Effect of surface recombination in high performance white-light CH3NH3PbI3 single crystal photodetectors.

Abstract

Methylammonium lead iodide (CH3NH3PbI3), with the organic-inorganic hybrid perovskite (OIHP) structure, has gained tremendous research interest due to its excellent photo-electron conversion ability in the application of photovoltaics. Despite its solution processed polycrystalline thin film form in solar cells, the single crystalline counterpart may offer some incredibly novel optoelectronic functionalities. In this work, a sizable (>5mm) and high quality CH3NH3PbI3 single crystal has been synthesized by the inverse temperature crystallization method, and a white-light photodetector of the structure glass/ITO/Ga/ CH3NH3PbI3/Au was fabricated. Overbroad photo-excitation intensities ranging from 0.1 mW/cm2 to 100 mW/cm2 using a sun-light simulator, the on-off ratio is tunable in a wide-range from 65 to 2250 at zero bias voltage.
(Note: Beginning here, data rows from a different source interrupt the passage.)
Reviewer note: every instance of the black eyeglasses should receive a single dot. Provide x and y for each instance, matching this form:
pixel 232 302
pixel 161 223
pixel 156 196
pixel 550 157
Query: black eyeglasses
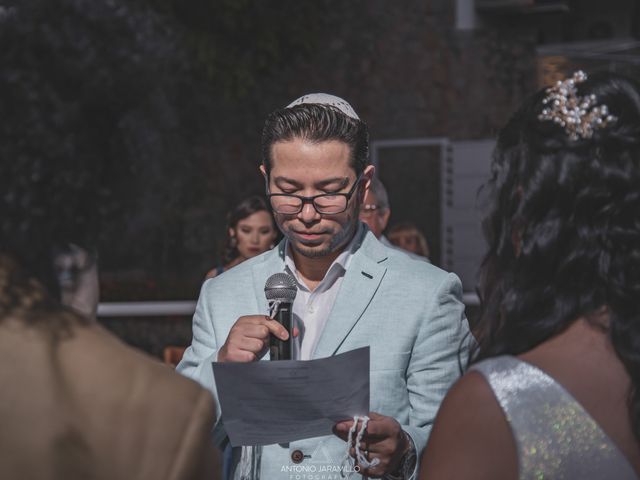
pixel 325 203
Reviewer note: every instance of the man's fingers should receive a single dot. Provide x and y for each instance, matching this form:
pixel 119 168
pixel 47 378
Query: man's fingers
pixel 276 329
pixel 254 326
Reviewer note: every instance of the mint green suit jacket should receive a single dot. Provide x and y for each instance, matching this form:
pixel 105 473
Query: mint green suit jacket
pixel 407 311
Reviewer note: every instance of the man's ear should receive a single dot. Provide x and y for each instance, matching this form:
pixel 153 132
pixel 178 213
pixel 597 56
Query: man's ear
pixel 384 216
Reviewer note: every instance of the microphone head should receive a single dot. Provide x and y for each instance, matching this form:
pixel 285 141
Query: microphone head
pixel 281 286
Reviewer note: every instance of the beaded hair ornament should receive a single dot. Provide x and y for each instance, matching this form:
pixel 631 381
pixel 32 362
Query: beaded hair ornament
pixel 578 115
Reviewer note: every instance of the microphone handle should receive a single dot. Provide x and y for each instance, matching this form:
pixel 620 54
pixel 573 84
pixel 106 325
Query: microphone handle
pixel 282 349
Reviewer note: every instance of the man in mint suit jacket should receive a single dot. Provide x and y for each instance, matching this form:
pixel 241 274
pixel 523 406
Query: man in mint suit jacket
pixel 410 314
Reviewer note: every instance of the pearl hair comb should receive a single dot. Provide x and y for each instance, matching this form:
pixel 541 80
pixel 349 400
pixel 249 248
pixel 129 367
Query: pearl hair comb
pixel 578 115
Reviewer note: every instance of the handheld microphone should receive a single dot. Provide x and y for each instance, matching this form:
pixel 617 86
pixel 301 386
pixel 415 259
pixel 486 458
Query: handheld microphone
pixel 280 291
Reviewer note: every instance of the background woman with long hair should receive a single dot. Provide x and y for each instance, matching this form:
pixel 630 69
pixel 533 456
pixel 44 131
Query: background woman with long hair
pixel 250 232
pixel 554 386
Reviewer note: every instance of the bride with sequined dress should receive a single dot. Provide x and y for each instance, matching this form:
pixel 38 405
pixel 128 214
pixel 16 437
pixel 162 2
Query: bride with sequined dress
pixel 553 390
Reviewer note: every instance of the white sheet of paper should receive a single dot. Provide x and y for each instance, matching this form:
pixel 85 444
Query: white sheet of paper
pixel 278 402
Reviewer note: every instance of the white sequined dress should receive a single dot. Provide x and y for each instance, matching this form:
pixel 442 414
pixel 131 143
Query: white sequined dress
pixel 555 437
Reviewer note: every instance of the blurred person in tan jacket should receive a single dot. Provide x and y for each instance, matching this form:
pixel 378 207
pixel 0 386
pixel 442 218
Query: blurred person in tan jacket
pixel 77 403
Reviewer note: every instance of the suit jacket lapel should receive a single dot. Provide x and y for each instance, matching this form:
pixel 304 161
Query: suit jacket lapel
pixel 360 283
pixel 273 263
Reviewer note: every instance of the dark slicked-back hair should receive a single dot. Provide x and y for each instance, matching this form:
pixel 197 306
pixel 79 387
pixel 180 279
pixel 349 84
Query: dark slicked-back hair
pixel 563 228
pixel 316 123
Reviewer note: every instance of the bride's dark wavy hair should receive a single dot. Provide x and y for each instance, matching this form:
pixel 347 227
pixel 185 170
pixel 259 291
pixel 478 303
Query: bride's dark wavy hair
pixel 571 209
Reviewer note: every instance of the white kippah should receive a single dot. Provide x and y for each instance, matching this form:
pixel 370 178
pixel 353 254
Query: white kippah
pixel 326 99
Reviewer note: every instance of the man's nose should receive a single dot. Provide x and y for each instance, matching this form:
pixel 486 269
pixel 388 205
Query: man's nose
pixel 308 213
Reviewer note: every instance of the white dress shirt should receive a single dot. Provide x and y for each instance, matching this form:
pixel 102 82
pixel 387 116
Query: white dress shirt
pixel 311 308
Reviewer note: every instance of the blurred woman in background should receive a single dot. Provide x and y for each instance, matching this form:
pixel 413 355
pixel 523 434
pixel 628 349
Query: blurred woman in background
pixel 250 232
pixel 407 237
pixel 554 387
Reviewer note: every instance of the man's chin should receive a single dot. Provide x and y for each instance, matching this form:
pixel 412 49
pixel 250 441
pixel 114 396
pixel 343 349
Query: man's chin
pixel 310 250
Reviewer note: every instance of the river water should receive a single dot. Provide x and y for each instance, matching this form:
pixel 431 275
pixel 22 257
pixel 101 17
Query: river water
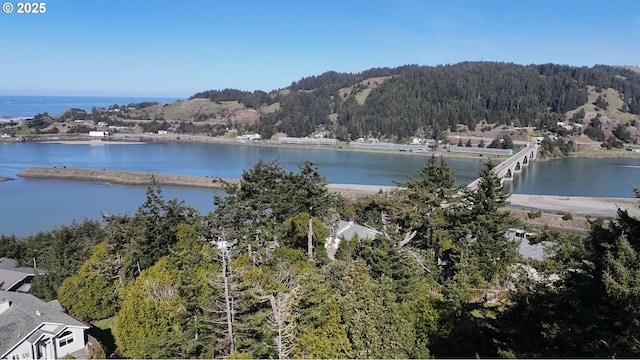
pixel 31 205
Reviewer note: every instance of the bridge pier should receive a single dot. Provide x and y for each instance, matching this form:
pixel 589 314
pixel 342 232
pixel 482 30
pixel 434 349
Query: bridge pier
pixel 513 165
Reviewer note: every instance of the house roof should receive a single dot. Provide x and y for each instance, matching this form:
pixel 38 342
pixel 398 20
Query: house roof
pixel 10 274
pixel 346 230
pixel 25 316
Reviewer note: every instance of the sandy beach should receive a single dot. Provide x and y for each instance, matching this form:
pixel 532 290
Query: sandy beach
pixel 576 205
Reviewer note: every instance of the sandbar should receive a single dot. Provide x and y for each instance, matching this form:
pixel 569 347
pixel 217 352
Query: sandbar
pixel 576 205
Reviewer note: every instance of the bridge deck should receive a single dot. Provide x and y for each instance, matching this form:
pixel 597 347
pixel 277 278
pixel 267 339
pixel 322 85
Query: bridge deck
pixel 507 164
The responsivity (R) and detectivity (D*) are 36.2 mA/W and 2.68×1011 Jones respectively at a weak white-light intensity such as 0.1 mW/cm2. Both the photodetective parameters decrease with the increase of the illumination intensity. Based on impedance spectra obtained at working condition and light intensity dependent Jsc measurements, the surface trap-assist recombination may play a dominating role. The corresponding lifetime (τsurf) and resistance (Rsurf_trap) exhibit fast decays at higher illumination intensities. This fundamental study may pave the way for exploring the contribution of the surface trap-assist recombination in the CH3NH3PbI3 single crystal based photodetector. We believe it is applicable for integration in micro-photonics for sensitive and weak white-light photo-detection.